Le 24 avril 1793, Anacharsis monta à la tribune pour donner lecture, à propos de la discussion de la Déclaration des droits de l'homme, d'un manuscrit longuement élaboré par lui et auquel il avait donné ce titre : Bases constitutionnelles de la République du genre humain. Il y développait par le menu ses principes :
« C'est en consultant la nature que je découvre un système politique dont la simplicité sera parfaitement saisie par quiconque désire toute l'indépendance, tout le bonheur dont l'homme est susceptible. Les droits de l'homme s'étendent sur la totalité des hommes. Une corporation, qui se dit souveraine, blesse grièvement l'humanité ; elle est en pleine révolte contre le bon sens et le bonheur: de ces données incontestables résulte nécessairement la souveraineté solidaire, indivisible du genre humain ; car nous voulons la liberté plénière, intacte, irrésistible ; nous ne voulons pas d'autre maître que l'expression de la volonté générale, absolue, suprême.
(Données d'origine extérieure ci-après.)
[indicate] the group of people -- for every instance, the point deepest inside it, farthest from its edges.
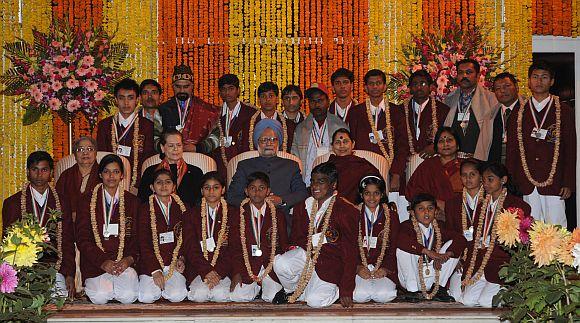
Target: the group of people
(316, 231)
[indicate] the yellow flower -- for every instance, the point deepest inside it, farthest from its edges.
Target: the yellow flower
(507, 228)
(545, 241)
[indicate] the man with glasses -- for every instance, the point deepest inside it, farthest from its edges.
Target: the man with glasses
(471, 110)
(286, 181)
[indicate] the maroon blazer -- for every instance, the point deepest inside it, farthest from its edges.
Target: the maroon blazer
(339, 256)
(91, 256)
(148, 262)
(360, 128)
(11, 213)
(540, 153)
(390, 259)
(238, 264)
(290, 128)
(196, 263)
(146, 149)
(351, 169)
(69, 185)
(408, 240)
(239, 126)
(499, 256)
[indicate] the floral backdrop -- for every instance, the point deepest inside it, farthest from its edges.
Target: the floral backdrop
(287, 41)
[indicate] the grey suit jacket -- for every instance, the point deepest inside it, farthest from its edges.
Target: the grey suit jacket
(304, 130)
(285, 179)
(484, 106)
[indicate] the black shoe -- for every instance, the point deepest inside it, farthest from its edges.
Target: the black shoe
(281, 297)
(443, 296)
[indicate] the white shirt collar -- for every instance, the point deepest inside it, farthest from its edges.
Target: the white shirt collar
(126, 122)
(236, 110)
(39, 197)
(541, 105)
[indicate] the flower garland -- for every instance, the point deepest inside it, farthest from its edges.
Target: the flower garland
(23, 212)
(96, 234)
(421, 261)
(135, 149)
(222, 235)
(387, 129)
(312, 255)
(386, 236)
(284, 129)
(155, 236)
(470, 279)
(523, 158)
(273, 241)
(433, 122)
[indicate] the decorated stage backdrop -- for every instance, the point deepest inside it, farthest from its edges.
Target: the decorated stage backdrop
(285, 41)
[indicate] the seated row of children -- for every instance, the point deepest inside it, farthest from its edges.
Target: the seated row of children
(335, 251)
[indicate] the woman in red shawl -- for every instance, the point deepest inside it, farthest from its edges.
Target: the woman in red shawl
(351, 168)
(439, 175)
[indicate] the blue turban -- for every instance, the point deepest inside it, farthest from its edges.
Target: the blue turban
(268, 123)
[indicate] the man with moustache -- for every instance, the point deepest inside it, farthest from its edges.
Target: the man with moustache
(505, 87)
(190, 115)
(151, 91)
(471, 110)
(342, 81)
(312, 137)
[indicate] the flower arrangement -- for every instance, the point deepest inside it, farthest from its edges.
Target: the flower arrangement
(26, 278)
(541, 281)
(437, 52)
(65, 71)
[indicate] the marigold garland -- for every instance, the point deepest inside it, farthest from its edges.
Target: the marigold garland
(96, 234)
(273, 240)
(557, 134)
(155, 236)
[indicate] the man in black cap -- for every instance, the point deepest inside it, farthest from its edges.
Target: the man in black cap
(190, 115)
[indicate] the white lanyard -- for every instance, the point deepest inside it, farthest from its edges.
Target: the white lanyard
(39, 213)
(211, 217)
(182, 116)
(545, 114)
(164, 210)
(318, 133)
(126, 131)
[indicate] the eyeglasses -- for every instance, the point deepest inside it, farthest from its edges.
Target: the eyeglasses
(265, 140)
(87, 149)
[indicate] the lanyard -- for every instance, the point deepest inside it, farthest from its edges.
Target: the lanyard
(257, 226)
(182, 116)
(126, 131)
(318, 133)
(211, 217)
(39, 213)
(545, 114)
(164, 210)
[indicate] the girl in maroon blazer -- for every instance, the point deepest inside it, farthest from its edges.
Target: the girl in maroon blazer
(106, 237)
(207, 247)
(485, 256)
(161, 242)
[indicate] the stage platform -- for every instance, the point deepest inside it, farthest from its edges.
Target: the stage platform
(265, 312)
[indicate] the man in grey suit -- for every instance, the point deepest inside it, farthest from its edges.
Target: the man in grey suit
(312, 136)
(285, 179)
(471, 112)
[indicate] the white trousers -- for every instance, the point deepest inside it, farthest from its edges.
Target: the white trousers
(481, 293)
(381, 290)
(402, 205)
(318, 293)
(175, 289)
(248, 292)
(123, 288)
(199, 292)
(547, 208)
(408, 266)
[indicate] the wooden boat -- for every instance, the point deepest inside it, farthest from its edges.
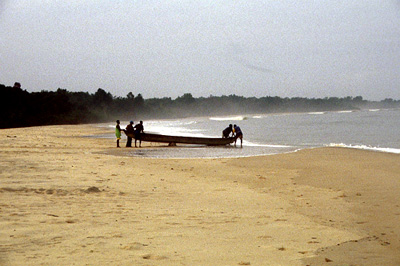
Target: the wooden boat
(173, 140)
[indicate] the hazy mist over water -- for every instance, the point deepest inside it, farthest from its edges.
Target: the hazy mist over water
(278, 133)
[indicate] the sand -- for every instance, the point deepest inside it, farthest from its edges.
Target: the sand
(72, 200)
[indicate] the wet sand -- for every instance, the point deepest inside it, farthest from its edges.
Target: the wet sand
(69, 200)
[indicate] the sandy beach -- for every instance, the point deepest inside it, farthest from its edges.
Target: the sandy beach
(66, 199)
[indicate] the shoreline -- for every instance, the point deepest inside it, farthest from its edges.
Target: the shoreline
(64, 201)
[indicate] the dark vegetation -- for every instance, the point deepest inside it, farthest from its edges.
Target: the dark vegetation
(20, 108)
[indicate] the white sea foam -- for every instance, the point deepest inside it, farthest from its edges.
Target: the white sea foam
(316, 113)
(365, 147)
(228, 118)
(345, 111)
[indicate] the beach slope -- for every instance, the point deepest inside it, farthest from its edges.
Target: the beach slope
(66, 199)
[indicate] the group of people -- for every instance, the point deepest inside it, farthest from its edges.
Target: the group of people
(136, 131)
(234, 132)
(130, 131)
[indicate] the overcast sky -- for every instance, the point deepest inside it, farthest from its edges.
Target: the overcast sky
(165, 48)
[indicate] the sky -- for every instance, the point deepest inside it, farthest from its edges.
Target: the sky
(166, 48)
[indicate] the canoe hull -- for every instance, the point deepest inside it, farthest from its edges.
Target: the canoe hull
(172, 140)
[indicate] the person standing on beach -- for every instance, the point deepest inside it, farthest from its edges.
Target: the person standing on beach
(138, 130)
(118, 133)
(227, 131)
(238, 134)
(129, 133)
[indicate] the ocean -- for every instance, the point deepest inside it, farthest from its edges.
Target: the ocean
(264, 134)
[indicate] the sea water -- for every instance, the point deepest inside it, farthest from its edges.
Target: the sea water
(280, 133)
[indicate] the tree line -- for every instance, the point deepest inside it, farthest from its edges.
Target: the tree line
(20, 108)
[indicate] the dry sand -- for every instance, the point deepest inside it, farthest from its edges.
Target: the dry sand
(66, 200)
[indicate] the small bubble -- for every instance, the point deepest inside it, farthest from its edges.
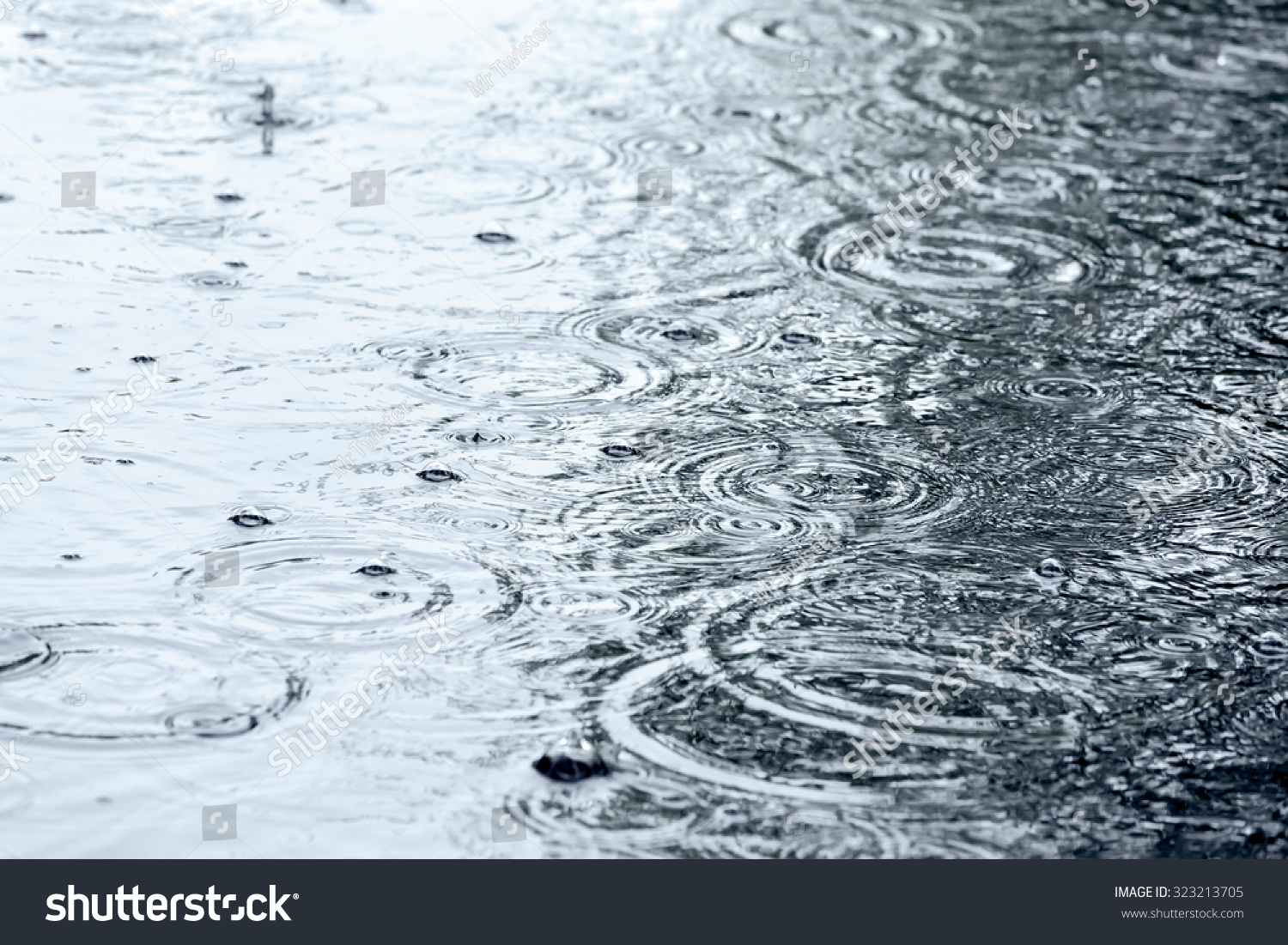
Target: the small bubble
(250, 517)
(800, 337)
(1050, 568)
(620, 451)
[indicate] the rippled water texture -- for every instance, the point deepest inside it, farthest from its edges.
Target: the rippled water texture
(680, 482)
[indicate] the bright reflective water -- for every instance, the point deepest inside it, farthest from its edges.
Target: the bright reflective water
(690, 487)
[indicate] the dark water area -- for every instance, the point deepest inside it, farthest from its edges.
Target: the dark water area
(582, 420)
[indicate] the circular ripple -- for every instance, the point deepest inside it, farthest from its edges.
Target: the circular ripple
(131, 681)
(992, 257)
(281, 582)
(523, 373)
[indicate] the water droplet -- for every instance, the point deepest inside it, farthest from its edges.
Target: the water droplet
(620, 451)
(572, 760)
(250, 517)
(375, 568)
(799, 337)
(1050, 568)
(679, 335)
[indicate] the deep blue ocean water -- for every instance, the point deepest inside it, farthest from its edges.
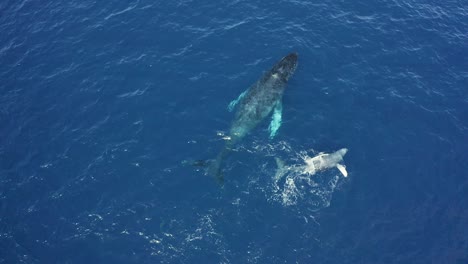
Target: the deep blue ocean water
(102, 102)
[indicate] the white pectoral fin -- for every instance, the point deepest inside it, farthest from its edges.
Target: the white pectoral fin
(276, 120)
(342, 169)
(281, 170)
(233, 104)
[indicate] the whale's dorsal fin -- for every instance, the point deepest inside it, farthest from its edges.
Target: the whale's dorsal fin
(233, 104)
(276, 119)
(342, 169)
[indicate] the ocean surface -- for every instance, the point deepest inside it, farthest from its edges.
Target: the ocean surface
(105, 105)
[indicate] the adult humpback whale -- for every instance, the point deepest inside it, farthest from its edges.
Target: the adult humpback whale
(254, 105)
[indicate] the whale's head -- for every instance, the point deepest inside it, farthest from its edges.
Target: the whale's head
(285, 67)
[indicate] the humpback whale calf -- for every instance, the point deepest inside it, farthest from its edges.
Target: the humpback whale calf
(254, 105)
(314, 164)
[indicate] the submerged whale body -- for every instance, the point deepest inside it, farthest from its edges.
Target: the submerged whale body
(263, 98)
(314, 164)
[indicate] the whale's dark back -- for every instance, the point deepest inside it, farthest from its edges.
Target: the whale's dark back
(285, 67)
(255, 106)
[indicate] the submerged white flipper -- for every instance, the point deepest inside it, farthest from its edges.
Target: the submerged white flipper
(342, 169)
(281, 170)
(233, 104)
(276, 120)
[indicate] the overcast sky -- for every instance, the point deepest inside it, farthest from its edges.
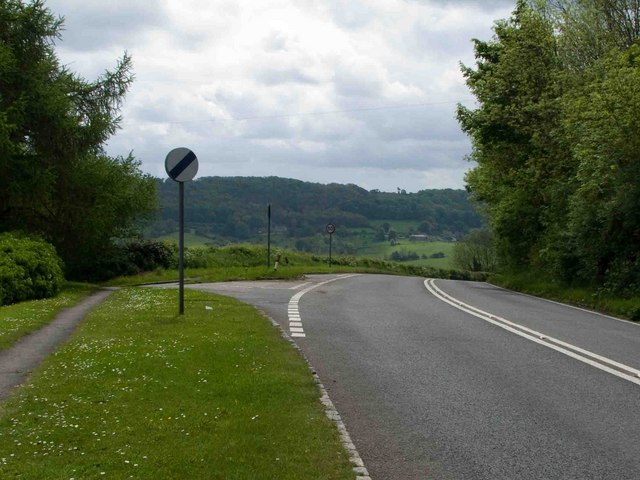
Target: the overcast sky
(346, 91)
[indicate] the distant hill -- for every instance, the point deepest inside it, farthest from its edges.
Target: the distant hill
(235, 209)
Or, si je rencontre sur la terre une volonté particulière qui croise l'intérêt universel, je m'y oppose; cette résistance est un état de guerre et de servitude dont le genre humain, l'Etre suprême, fera justice tôt ou tard. Les attributs d'une divinité fantastique appartiennent réellement à la divinité politique. J'ai dit et le répète, que le genre humain est Dieu, et que les aristocrates sont les athées; c'est le genre humain régénéré que j'avais en vue lorsque j'ai parlé du peuple-dieu, dont la France est le berceau et le point de ralliement. La souveraineté réside essentiellement dans le genre humain tout entier; elle est une, indivisible, imprescriptible, immuable, inaliénable, impérissable, illimitée, sans bornes, absolue et toute-puissante... »
Il termina en disant :
« Voici trois articles, trois résultats d'une méditation profonde, que je soumets à la sagesse de mes collègues : La Convention nationale voulant mettre un terme aux erreurs, aux inconséquences, aux prétentions contradictoires des corporations et des individus qui se disent souverains, déclare solennellement, sous les auspices des droits de l'homme :
Art. Ier: Il n'y a pas d'autre souverain que le genre humain.
Art. II: Tout individu, toute commune qui reconnaîtra ce principe lumineux et immuable, sera reçu de droit dans notre association fraternelle, dans la république des hommes, des germains, des universels.
III : A défaut de contiguïté ou de communication maritime, on attendra la propagation de la vérité pour admettre les communes, les enclaves lointaines. »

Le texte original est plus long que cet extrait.